One case accuses a teacher of filling in bubble sheets of her students who should have been taking state exams. Another says administrators called pupils into the office so they could have a second chance at questions they missed.
All told, more than 100 reports of standardized testing irregularities, including cheating, poured into the Missouri Department of Elementary and Secondary Education in 2010 and 2011, according to documentation obtained by the St. Louis Post-Dispatch.
Thirty-two of those were from the St. Louis area.
And yet, the Missouri education department does nothing on its own to seek out cases of test fraud, despite the availability of effective statistical tools that could weed out potential abuses. Of the $8.4 million the state spends to administer the Missouri Assessment Program, nothing is spent on test fraud detection services.
Failure to invest in the integrity of Missouri's test scores has continued even as schools face rising pressure — and in some cases, incentives — to improve under the federal No Child Left Behind Act. And it has continued in the face of test cheating scandals across the nation — from Atlanta to Washington to Philadelphia to Los Angeles.
Critics suggest it's simply easier for states to look the other way. "If you don't look, you don't find," said Bob Schaeffer, public education director for FairTest: National Center for Fair & Open Testing. "You are void of embarrassment by not asking tough questions."
Missouri education officials rely on a system of self-reporting that assumes teachers and administrators will come to the state when they know of possible abuse. Under this approach, even when allegations of testing irregularities are reported — as they were 41 times in 2011 — the state and school districts rarely engage in the kind of rigorous statistical review many say is needed.

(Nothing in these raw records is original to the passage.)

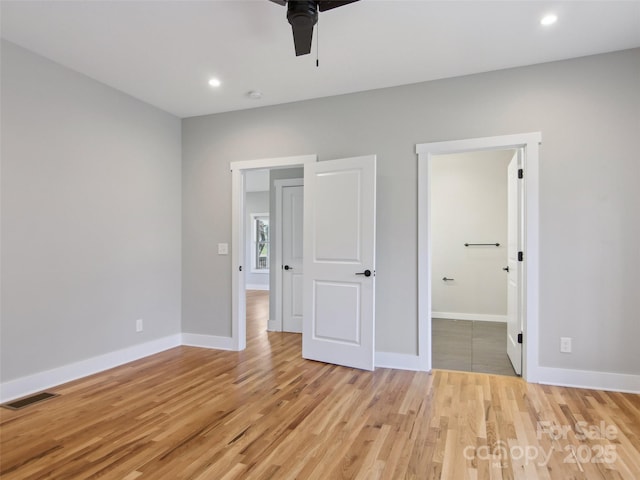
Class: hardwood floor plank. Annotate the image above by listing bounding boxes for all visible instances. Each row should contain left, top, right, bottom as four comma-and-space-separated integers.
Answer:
1, 290, 638, 479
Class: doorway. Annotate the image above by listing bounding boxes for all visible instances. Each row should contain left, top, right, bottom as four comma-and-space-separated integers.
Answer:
244, 169, 270, 292
243, 169, 272, 343
416, 133, 541, 382
230, 155, 316, 351
430, 149, 517, 376
243, 169, 305, 336
231, 153, 378, 371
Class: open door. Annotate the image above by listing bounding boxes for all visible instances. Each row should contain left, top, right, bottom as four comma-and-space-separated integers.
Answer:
303, 155, 376, 370
506, 151, 522, 375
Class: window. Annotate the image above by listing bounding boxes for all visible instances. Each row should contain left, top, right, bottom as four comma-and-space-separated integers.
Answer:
251, 214, 269, 272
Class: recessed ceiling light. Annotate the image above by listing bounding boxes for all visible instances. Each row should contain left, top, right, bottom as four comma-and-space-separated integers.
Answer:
208, 78, 221, 88
540, 14, 558, 26
247, 90, 262, 100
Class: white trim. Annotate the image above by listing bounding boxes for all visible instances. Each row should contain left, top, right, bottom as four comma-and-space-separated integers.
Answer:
246, 284, 269, 291
0, 334, 181, 403
5, 338, 634, 406
432, 312, 507, 323
417, 132, 542, 382
416, 133, 539, 156
375, 352, 422, 371
230, 155, 312, 172
231, 155, 316, 352
537, 367, 640, 394
181, 333, 235, 350
417, 155, 431, 371
274, 178, 304, 333
231, 167, 246, 351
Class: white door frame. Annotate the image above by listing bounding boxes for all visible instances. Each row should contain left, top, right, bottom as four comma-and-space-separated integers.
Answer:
230, 155, 317, 350
271, 178, 304, 332
416, 133, 541, 382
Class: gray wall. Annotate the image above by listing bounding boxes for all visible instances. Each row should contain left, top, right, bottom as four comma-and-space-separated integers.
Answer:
431, 150, 512, 318
4, 41, 635, 381
0, 41, 182, 382
182, 48, 640, 376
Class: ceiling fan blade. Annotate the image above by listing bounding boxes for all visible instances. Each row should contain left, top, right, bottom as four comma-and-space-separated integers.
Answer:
278, 0, 355, 56
291, 25, 314, 56
317, 0, 359, 12
287, 1, 318, 56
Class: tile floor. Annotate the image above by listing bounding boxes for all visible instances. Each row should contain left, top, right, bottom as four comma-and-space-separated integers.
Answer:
432, 318, 517, 377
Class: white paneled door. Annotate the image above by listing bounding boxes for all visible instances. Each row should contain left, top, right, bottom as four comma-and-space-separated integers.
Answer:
303, 155, 377, 370
506, 152, 522, 375
282, 185, 304, 333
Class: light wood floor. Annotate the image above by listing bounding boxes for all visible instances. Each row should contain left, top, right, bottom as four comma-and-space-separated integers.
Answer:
1, 290, 639, 479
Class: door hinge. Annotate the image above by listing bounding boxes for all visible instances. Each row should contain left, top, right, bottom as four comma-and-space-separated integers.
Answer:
518, 251, 524, 262
517, 332, 523, 344
518, 168, 524, 179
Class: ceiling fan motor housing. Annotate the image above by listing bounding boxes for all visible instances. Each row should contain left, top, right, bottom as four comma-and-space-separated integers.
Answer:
287, 1, 318, 29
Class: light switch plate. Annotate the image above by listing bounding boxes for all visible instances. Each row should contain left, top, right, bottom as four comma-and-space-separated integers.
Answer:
218, 243, 229, 255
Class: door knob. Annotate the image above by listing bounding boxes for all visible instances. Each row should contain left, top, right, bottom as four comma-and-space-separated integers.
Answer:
284, 265, 293, 271
502, 266, 510, 272
356, 269, 372, 277
442, 277, 454, 281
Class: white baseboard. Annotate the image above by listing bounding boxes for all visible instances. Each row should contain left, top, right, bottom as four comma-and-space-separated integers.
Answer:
181, 333, 235, 350
432, 311, 507, 323
537, 366, 640, 394
375, 351, 424, 371
246, 284, 269, 291
4, 337, 635, 404
0, 334, 182, 403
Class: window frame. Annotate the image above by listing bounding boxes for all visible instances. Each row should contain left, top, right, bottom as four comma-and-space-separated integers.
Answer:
250, 212, 270, 273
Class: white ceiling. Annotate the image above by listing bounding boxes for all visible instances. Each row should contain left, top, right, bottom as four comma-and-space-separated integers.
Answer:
2, 1, 639, 118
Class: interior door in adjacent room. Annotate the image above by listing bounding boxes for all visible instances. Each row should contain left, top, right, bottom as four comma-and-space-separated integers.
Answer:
303, 155, 377, 370
282, 184, 304, 333
506, 151, 523, 375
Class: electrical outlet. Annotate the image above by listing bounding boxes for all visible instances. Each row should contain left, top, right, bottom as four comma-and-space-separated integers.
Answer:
136, 319, 143, 333
560, 337, 572, 353
218, 243, 229, 255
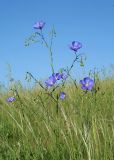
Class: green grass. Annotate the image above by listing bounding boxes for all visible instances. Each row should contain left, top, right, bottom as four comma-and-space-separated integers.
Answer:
0, 77, 114, 160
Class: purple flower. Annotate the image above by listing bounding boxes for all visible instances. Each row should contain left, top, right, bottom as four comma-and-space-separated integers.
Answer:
7, 97, 15, 102
80, 77, 94, 91
60, 92, 66, 100
45, 72, 68, 88
45, 75, 56, 87
33, 21, 45, 30
70, 41, 82, 52
52, 73, 62, 80
53, 72, 67, 80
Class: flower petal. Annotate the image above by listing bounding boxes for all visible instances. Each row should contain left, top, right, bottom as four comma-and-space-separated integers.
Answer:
80, 79, 85, 85
81, 85, 87, 90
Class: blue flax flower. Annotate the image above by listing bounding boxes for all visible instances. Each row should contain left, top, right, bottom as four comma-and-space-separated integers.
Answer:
45, 75, 56, 87
52, 73, 62, 80
80, 77, 94, 91
60, 92, 66, 100
7, 97, 15, 102
45, 72, 68, 88
70, 41, 82, 52
33, 21, 45, 30
53, 72, 67, 80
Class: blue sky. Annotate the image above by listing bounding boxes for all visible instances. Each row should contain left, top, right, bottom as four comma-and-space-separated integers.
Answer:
0, 0, 114, 86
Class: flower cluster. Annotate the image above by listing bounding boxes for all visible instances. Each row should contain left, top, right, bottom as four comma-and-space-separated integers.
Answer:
45, 72, 67, 88
45, 72, 67, 100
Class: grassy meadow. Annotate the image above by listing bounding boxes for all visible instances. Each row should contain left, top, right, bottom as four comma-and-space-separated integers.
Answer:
0, 76, 114, 160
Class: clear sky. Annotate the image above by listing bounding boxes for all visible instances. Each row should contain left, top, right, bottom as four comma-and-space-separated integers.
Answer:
0, 0, 114, 86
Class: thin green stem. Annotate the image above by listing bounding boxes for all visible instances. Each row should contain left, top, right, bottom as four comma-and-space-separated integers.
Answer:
40, 30, 54, 74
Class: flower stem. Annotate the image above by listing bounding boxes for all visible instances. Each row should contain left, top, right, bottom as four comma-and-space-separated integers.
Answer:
40, 30, 54, 74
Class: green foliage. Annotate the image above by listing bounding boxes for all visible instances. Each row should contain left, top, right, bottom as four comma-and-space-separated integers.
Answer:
0, 77, 114, 160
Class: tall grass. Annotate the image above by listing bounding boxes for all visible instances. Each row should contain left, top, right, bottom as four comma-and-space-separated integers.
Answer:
0, 77, 114, 160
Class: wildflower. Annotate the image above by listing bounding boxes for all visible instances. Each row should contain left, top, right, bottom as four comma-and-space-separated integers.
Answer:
53, 72, 67, 80
80, 77, 94, 91
59, 92, 66, 100
52, 73, 62, 80
70, 41, 82, 52
33, 21, 45, 30
7, 97, 15, 102
45, 72, 68, 88
45, 75, 56, 87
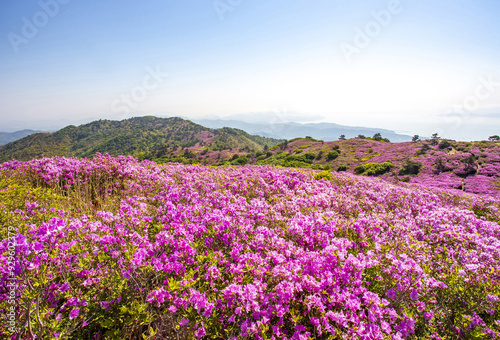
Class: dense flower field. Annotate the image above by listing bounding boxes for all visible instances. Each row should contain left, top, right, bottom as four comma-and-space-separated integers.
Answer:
256, 138, 500, 198
1, 154, 499, 339
352, 140, 500, 198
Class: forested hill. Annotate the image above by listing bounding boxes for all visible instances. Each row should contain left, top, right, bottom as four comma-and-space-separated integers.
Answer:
0, 116, 283, 162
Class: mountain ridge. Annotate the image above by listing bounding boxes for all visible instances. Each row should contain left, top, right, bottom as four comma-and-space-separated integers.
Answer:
0, 129, 43, 145
0, 116, 283, 162
191, 118, 414, 142
2, 114, 414, 143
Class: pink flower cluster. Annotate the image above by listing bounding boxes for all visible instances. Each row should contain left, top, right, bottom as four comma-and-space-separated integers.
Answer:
329, 139, 500, 198
0, 155, 499, 339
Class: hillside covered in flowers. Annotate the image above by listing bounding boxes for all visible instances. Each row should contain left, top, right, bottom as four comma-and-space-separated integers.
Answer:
212, 138, 500, 199
0, 155, 499, 339
1, 117, 499, 199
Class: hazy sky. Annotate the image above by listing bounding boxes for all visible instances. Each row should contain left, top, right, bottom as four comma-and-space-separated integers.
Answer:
1, 0, 500, 140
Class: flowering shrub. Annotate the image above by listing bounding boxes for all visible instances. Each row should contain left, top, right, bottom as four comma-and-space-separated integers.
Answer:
0, 154, 499, 339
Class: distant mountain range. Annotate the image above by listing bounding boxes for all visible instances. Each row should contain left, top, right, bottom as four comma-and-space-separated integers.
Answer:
192, 118, 413, 142
0, 130, 43, 146
2, 113, 414, 144
0, 116, 282, 162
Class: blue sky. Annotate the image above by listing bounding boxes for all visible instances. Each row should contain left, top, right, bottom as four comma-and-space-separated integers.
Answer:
1, 0, 500, 140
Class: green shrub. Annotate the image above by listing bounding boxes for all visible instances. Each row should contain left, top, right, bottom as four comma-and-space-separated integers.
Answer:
327, 151, 339, 161
439, 140, 452, 149
231, 156, 249, 165
304, 152, 317, 161
399, 160, 422, 175
337, 164, 347, 172
416, 143, 430, 155
354, 164, 366, 174
286, 154, 312, 164
355, 162, 394, 176
304, 136, 321, 142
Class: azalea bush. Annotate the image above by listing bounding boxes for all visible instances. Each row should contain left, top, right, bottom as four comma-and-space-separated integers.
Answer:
0, 154, 499, 339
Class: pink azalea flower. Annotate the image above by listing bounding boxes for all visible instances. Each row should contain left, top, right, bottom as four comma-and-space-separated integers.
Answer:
69, 308, 79, 320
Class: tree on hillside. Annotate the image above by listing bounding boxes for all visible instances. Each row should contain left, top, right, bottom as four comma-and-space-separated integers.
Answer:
338, 134, 346, 140
280, 140, 288, 150
488, 135, 500, 141
372, 133, 382, 141
412, 135, 420, 142
430, 133, 440, 145
357, 134, 366, 139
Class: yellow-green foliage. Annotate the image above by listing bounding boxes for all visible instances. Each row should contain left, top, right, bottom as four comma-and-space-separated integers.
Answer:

The state has also dismantled a program due to funding reductions that had sent inspectors randomly into schools to ensure tests are administered properly.
State education officials say looking for red flags would add thousands of dollars to the testing contract at a time when the state has cut department funding. "There is a cost to that," said Sharon Hoge, an assistant commissioner at the Missouri Department of Elementary and Secondary Education. "We have tried to rely on self reports in our districts in Missouri. I'm not telling you that means there are not things possibly that are going on that we don't know about."
Read the whole thing. It's fascinating.
I think our state legislators need to realize there's a cost to not checking on reports of cheating. And that is that... excuse me if this is obvious... schools and principals and teachers and students will cheat because there is so much riding on the outcome of these tests.